Moving on to Samsung’s acquisition of Joyent, at first glance this seems an odd acquisition. Samsung is a manufacturer of a very popular mobile phone and tablet product. On the face of it, Samsung is not a prime candidate for the purchase of a cloud company. However, it makes perfect sense, especially seeing as Samsung intends to keep the company as an independent subsidiary.
Joyent as a company is the custodian of Node.js. It is also the provider of Triton, a Containers as a Service product, and Manta, an object-based Storage as a Service product based on ZFS. With this purchase, Samsung now has the capability to develop and grow its own cloud platform capable of supporting its ever-growing lineup of mobile, Internet of Things (IoT), and cloud-based software and services, including its fledgling payment service. This is the start of a divergence in Samsung’s portfolio. Traditionally, Samsung has been seen as a hardware vendor, but with this purchase and the earlier purchase of SmartThings and LoopPay, we are starting to see a major move into cloud services.

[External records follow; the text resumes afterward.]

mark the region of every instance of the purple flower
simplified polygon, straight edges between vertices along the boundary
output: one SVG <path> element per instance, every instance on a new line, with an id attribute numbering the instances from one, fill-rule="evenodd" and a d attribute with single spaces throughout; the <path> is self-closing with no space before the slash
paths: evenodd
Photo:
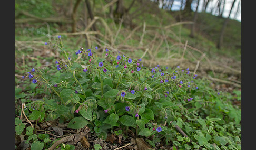
<path id="1" fill-rule="evenodd" d="M 136 113 L 136 114 L 135 114 L 135 117 L 138 117 L 138 116 L 139 116 L 139 114 L 138 114 L 138 113 Z"/>
<path id="2" fill-rule="evenodd" d="M 124 96 L 125 96 L 125 94 L 125 94 L 125 92 L 122 92 L 122 93 L 121 93 L 121 96 L 122 96 L 122 97 L 124 97 Z"/>
<path id="3" fill-rule="evenodd" d="M 130 58 L 128 60 L 128 63 L 132 63 L 132 59 Z"/>
<path id="4" fill-rule="evenodd" d="M 83 69 L 83 71 L 84 72 L 86 72 L 88 71 L 88 69 L 85 68 L 85 69 Z"/>
<path id="5" fill-rule="evenodd" d="M 120 59 L 121 59 L 121 56 L 120 55 L 118 55 L 117 57 L 116 58 L 116 59 L 119 60 Z"/>
<path id="6" fill-rule="evenodd" d="M 36 81 L 36 79 L 33 79 L 32 80 L 32 83 L 33 83 L 34 84 L 35 84 L 35 83 L 37 82 L 37 81 Z"/>
<path id="7" fill-rule="evenodd" d="M 125 110 L 127 111 L 130 110 L 130 107 L 129 106 L 126 106 L 125 107 Z"/>
<path id="8" fill-rule="evenodd" d="M 156 131 L 158 132 L 160 132 L 162 131 L 162 128 L 161 127 L 159 127 L 156 128 Z"/>
<path id="9" fill-rule="evenodd" d="M 32 78 L 33 78 L 33 77 L 34 77 L 34 76 L 33 76 L 33 75 L 32 75 L 32 74 L 29 74 L 29 75 L 28 75 L 28 77 L 29 78 L 29 79 Z"/>
<path id="10" fill-rule="evenodd" d="M 99 67 L 102 67 L 103 66 L 103 63 L 102 62 L 100 62 L 99 63 Z"/>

There is no indication of how much Samsung has paid for Joyent. This is also a big win for Joyent, which appears to be estastic about its acquisition. According to Joyent CEO Scott Hammond, “…until today, we lacked one thing. We lacked the scale required to compete effectively in the large, rapidly growing and fiercely competitive cloud computing market.”
Finally, we move on to CenturyLink, which has acquired ElasticBox. This one appears to have flown under most of people’s radar. CenturyLink is a public cloud vendor that specializes in hybrid scenarios. Traditionally, it was in the hosting and website/domain business, but it has moved to develop its own IaaS cloud service based on VMware technology. ElasticBox provides a multicloud-aware application delivery manager that enables enterprises to achieve better business agility with lower stress and total control. It has had a number of significant customer wins, like Netflix, DeNA, and Cytobank, which have used it to accelerate their application lifecycles. This is a canny acquisition for CenturyLink. The control this extends over its cloud enhances its offering by enabling the ability to manage client investment in AWS, Azure, and IBM SoftLayer from a single management interface.

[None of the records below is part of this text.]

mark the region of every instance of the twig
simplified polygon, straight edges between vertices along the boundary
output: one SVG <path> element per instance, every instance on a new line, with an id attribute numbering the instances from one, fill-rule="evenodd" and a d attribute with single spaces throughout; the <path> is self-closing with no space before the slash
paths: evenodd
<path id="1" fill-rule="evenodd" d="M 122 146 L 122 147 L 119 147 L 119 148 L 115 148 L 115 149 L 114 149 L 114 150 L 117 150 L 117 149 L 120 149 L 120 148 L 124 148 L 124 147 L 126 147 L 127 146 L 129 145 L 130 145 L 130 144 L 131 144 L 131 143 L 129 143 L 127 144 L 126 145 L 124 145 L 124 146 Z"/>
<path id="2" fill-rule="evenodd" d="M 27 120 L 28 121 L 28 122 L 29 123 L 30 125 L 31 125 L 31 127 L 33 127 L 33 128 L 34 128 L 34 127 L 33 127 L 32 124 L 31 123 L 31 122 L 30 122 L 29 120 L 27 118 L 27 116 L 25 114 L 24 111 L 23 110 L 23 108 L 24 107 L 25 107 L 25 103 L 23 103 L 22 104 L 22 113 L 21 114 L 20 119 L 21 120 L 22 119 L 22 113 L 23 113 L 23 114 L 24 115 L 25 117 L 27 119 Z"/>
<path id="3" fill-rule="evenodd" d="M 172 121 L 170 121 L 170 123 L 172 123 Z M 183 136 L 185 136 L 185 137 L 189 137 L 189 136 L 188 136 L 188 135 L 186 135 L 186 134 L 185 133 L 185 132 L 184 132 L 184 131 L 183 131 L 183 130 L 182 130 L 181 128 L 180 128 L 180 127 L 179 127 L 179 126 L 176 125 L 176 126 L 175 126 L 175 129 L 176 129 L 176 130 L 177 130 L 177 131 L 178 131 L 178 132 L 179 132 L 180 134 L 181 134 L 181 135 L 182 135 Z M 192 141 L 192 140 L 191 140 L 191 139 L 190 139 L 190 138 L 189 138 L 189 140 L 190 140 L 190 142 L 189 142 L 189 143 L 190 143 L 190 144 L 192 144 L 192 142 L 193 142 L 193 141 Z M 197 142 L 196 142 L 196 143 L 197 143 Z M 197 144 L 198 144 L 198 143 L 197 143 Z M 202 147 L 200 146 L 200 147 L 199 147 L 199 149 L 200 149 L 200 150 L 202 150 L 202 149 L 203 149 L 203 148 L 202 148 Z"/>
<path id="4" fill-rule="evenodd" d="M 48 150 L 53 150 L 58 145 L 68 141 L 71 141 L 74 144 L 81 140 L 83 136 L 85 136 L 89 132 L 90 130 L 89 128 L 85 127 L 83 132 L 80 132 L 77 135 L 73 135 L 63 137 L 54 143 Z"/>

This is a powerful story, as it moves CenturyLink from being just another VMware-based service provider to having the potential to lead multicloud management.
This has been a busy week in the acquisitions and mergers arena. These acquisitions may have been dwarfed by the massive Microsoft/LinkedIn deal, but they are important in their own right. We at the Virtualization Practice feel that this is just the tip of the iceberg. We expect to see more consolidation acquisitions in the next couple of years as the battle for dominance in the market sector gains pace. Expansion through innovation is giving way to an expansion through acquisition phase as cloud computing gains greater market acceptance and providers’ focus moves from feature enhancement to a customer-retention and stability-first position. It will be interesting to see if the DevOps mantra of continuous improvement survives the maturation of this market space.